Recensione: Our Voices Shall Remain
I Throes Of Dawn sono una band finlandese attiva da quasi vent’anni nell’ambito del prog/dark metal d’avanguardia. Rispetto agli esordi, tuttavia, la proposta del gruppo capitanato da Henri Koivula ha subito una notevole evoluzione abbandonando le soluzioni più estreme in favore di un complessivo alleggerimento del sound e dell’incorporo di suggestioni provenienti tanto dallo stoner più minimale quanto dal post rock/metal.
“Our Voices Shall Remain” appare in questo senso non troppo distante da quanto sciorinato dai più noti Sólstafir a partire dal seminale Köld fino ad arrivare al capolavoro Ótta. Sette sole canzoni – poche, in numero, se paragonate a certe tracklist inutilmente elefantiache tipiche dei tempi moderni – ma di durata media piuttosto elevata, paragonabili a dei veri e propri affreschi sonori imperniati sulla grande abilitá da parte dei cinque strumentisti di dilatare i tempi lavorando nel contempo sull’atmosfera e sulle emozioni.
La sezioni vocali sono quantitavamente minoritarie all’interno del generoso minutaggio di brani come l’opener “Mesmerized”, eppur non marginali nell’economia del sound della band finlandese in virtù della grandi capacitá interpretative di Henri Koivula. Rimane d’altro canto evidente come la vera arma letale dei Throes Of Dawn risultino essere le torrenziali sezioni chitarristiche ad opera di Juha Ylikoski e Jani Heinola, spesso e volentieri illuminate da ispiratissimi accenti Gilmour-iani (“One Of Us Is MIssing”) nonché talora coadiuvate e arricchite da pertinenti interventi di pianoforte, keys sintetiche e sassofono, come nella conclusiva“The Black Wreath Of Mind”, favolosa suite dal fortissimo (e benissimo accetto) retrogusto Pink Floyd-iano.

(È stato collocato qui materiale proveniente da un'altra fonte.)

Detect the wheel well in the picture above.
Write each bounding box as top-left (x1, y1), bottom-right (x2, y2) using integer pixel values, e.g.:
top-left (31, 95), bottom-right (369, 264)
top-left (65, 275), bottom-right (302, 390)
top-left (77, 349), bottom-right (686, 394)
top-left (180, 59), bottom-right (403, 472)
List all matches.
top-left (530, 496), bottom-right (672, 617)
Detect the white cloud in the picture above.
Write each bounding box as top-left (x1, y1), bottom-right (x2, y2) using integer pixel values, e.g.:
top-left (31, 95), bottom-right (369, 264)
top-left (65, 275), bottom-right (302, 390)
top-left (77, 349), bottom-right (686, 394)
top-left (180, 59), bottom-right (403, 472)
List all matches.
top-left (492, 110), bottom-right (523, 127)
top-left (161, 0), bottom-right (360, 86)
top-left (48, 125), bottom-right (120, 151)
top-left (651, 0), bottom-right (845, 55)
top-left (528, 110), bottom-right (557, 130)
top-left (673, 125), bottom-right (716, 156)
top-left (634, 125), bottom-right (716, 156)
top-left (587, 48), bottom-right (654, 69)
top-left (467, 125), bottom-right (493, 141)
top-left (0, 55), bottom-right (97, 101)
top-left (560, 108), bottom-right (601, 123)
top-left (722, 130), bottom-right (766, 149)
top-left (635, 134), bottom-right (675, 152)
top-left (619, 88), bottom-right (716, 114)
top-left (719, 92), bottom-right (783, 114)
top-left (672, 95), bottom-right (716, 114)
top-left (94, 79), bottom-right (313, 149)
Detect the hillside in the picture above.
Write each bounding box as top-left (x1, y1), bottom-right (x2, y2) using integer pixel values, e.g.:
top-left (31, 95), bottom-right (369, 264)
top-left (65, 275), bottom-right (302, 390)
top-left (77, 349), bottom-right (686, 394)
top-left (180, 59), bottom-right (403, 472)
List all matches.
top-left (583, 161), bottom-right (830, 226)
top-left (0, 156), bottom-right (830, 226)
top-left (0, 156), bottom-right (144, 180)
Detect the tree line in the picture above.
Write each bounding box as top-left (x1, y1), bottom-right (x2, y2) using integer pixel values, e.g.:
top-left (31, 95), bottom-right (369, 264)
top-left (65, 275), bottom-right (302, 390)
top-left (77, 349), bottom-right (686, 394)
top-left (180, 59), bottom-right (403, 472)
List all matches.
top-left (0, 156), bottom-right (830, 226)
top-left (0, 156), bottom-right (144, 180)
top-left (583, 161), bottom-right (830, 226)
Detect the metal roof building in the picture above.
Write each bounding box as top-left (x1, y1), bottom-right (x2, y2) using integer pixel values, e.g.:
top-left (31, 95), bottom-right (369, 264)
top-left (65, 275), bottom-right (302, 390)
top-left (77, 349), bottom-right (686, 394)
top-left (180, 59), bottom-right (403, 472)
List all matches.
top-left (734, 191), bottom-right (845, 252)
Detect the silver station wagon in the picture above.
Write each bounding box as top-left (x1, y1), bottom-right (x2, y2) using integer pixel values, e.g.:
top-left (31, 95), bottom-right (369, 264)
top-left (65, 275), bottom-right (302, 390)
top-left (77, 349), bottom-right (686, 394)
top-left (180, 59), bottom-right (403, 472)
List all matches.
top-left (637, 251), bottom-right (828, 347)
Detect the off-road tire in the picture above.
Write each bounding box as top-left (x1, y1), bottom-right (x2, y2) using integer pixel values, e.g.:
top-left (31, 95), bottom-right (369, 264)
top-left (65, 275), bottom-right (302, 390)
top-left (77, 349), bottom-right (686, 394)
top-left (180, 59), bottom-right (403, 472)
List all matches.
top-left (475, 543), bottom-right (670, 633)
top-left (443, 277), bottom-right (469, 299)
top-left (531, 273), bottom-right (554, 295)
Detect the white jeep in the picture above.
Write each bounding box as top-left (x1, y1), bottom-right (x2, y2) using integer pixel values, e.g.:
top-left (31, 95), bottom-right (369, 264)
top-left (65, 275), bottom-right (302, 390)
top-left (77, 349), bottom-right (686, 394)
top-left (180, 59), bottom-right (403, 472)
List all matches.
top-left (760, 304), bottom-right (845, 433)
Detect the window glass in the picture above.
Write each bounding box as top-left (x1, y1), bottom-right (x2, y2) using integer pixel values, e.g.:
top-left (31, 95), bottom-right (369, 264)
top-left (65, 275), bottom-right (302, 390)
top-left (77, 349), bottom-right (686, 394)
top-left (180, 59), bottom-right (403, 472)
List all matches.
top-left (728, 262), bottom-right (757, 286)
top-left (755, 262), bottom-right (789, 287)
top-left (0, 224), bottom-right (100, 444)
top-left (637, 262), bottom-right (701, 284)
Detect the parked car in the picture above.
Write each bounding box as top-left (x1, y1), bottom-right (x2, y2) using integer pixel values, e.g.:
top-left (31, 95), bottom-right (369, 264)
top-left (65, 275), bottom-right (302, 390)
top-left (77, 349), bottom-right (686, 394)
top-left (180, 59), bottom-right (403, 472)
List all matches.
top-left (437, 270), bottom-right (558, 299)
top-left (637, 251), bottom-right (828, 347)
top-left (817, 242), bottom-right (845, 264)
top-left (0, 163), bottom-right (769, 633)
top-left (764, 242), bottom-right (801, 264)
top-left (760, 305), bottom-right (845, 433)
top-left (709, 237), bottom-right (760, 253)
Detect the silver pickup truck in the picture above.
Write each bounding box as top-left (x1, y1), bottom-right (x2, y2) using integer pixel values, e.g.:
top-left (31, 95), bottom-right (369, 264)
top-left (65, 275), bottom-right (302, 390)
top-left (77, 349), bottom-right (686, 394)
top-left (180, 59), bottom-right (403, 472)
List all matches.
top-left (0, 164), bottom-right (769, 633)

“Our Voices Shall Remain” è un album per palati fini, giocato su sonorità soffuse e atmosfere minimali a metà strada tra incanto e psichedelia, suonato e cantato in maniera assolutamente esemplare e dotato di tuttii requisiti necessari per far breccia tanto nel cuore degli appassionati del rock anni ’70 quanto in quello dei cultori del post rock/metal più evocativo.